MICCAI’22 Paper | CMPB’21 Paper | CIRDataset
This library serves as a one-stop solution for analyzing datasets using clinically-interpretable radiomics (CIR) in cancer imaging (https://github.com/choilab-jefferson/CIR). The primary motivation for this comes from our collaborators in radiology and radiation oncology inquiring about the importance of clinically-reported features in state-of-the-art deep learning malignancy/recurrence/treatment response prediction algorithms. Previous methods have performed such prediction tasks but without robust attribution to any clinically reported/actionable features (see extensive literature on the sensitivity of attribution methods to hyperparameters). This motivated us to curate datasets by annotating clinically-reported features at the voxel/vertex level on public datasets (using our published advanced mathematical algorithms) and relating these to prediction tasks (bypassing the “flaky” attribution schemes). With the release of these comprehensively-annotated datasets, we hope that previous malignancy prediction methods can also validate their explanations and provide clinically-actionable insights. We also provide strong end-to-end baselines for extracting these hard-to-compute clinically-reported features and using these in different prediction tasks.
CIRDataset: A large-scale Dataset for Clinically-Interpretable lung nodule Radiomics and malignancy prediction [MICCAI’22]

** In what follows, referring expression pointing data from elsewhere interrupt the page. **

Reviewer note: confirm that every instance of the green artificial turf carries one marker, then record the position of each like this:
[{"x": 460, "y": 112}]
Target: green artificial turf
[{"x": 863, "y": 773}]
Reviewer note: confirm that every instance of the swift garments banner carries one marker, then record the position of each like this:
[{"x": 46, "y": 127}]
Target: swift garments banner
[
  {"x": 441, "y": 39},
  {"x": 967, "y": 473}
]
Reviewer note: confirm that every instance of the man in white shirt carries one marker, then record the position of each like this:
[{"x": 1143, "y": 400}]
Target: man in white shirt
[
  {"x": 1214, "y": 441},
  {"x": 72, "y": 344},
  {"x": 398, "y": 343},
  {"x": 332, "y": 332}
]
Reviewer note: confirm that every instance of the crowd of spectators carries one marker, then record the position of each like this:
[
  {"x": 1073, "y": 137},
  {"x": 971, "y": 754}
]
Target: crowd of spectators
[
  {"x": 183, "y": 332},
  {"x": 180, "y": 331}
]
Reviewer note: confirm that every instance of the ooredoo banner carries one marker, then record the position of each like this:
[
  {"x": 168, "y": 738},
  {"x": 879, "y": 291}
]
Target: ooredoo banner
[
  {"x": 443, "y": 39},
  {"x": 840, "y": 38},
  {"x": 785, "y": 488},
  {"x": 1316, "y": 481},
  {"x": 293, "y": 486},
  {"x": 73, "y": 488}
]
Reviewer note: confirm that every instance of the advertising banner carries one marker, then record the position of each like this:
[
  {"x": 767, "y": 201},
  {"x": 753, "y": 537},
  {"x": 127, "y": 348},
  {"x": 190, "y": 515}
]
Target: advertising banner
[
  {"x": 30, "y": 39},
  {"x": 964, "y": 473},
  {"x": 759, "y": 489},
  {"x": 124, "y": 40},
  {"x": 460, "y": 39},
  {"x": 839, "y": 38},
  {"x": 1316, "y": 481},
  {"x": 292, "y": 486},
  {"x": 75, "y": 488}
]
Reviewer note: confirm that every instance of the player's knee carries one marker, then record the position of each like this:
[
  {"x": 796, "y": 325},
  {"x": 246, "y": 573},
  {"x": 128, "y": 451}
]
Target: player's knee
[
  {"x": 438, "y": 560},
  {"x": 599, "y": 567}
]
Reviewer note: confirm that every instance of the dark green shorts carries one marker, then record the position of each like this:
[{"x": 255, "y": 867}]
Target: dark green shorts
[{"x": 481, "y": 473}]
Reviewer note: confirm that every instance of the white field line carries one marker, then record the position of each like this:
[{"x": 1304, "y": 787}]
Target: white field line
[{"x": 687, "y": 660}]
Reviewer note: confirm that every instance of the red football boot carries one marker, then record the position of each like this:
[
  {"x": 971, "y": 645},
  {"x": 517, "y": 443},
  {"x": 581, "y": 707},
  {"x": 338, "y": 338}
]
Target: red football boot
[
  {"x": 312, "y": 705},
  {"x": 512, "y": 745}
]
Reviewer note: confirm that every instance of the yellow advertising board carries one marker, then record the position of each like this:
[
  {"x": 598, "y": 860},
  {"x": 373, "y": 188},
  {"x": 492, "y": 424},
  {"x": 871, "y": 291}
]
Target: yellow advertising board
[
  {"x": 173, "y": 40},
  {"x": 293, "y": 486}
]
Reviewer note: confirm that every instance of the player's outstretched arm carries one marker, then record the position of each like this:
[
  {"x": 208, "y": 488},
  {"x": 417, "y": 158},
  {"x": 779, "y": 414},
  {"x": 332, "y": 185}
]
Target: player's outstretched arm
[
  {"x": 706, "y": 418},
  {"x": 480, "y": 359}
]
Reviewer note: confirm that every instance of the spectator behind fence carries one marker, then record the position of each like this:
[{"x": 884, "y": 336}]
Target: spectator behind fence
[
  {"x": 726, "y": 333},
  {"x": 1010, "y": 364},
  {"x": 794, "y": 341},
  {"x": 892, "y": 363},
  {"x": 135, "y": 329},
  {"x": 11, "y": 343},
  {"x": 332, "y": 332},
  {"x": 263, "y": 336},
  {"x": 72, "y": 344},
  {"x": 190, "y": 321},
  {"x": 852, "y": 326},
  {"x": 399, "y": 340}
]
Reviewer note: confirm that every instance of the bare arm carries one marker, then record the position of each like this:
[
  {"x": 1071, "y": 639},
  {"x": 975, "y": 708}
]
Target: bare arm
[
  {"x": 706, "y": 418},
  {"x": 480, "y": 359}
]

Wookjin Choi1, Navdeep Dahiya2, and Saad Nadeem3
1 Department of Radiation Oncology, Thomas Jefferson University Hospital
2 School of Electrical and Computer Engineering, Georgia Institute of Technology
3 Department of Medical Physics, Memorial Sloan Kettering Cancer Center
Spiculations/lobulations, and sharp/curved spikes on the surface of lung nodules, are good predictors of lung cancer malignancy and hence, are routinely assessed and reported by radiologists as part of the standardized Lung-RADS clinical scoring criteria. Given the 3D geometry of the nodule and 2D slice-by-slice assessment by radiologists, manual spiculation/lobulation annotation is a tedious task and thus no public datasets exist to date for probing the importance of these clinically-reported features in the SOTA malignancy prediction algorithms. As part of this paper, we release a large-scale Clinically-Interpretable Radiomics Dataset, CIRDataset, containing 956 radiologist QA/QC’ed spiculation/lobulation annotations on segmented lung nodules from two public datasets, LIDC-IDRI (N=883) and LUNGx (N=73). We also present an end-to-end deep learning model based on multi-class Voxel2Mesh extension to segment nodules (while preserving spikes), classify spikes (sharp/spiculation and curved/lobulation), and perform malignancy prediction. Previous methods have performed malignancy prediction for LIDC and LUNGx datasets but without robust attribution to any clinically reported/actionable features (due to known hyperparameter sensitivity issues with general attribution schemes). With the release of this comprehensively-annotated dataset and end-to-end deep learning baseline, we hope that malignancy prediction methods can validate their explanations, benchmark against our baseline, and provide clinically-actionable insights. Dataset, code and pre-trained models are available in this repository.
Dataset
The first CIR dataset, released here, contains almost 1000 radiologist QA/QC’ed spiculation/lobulation annotations (computed using our published LungCancerScreeningRadiomics library and QA/QC’ed by a radiologist) on segmented lung nodules for two public datasets, LIDC (with visual radiologist malignancy RM scores for the entire cohort and pathology-proven malignancy PM labels for a subset) and LUNGx (with pathology-proven size-matched benign/malignant nodules to remove the effect of size on malignancy prediction).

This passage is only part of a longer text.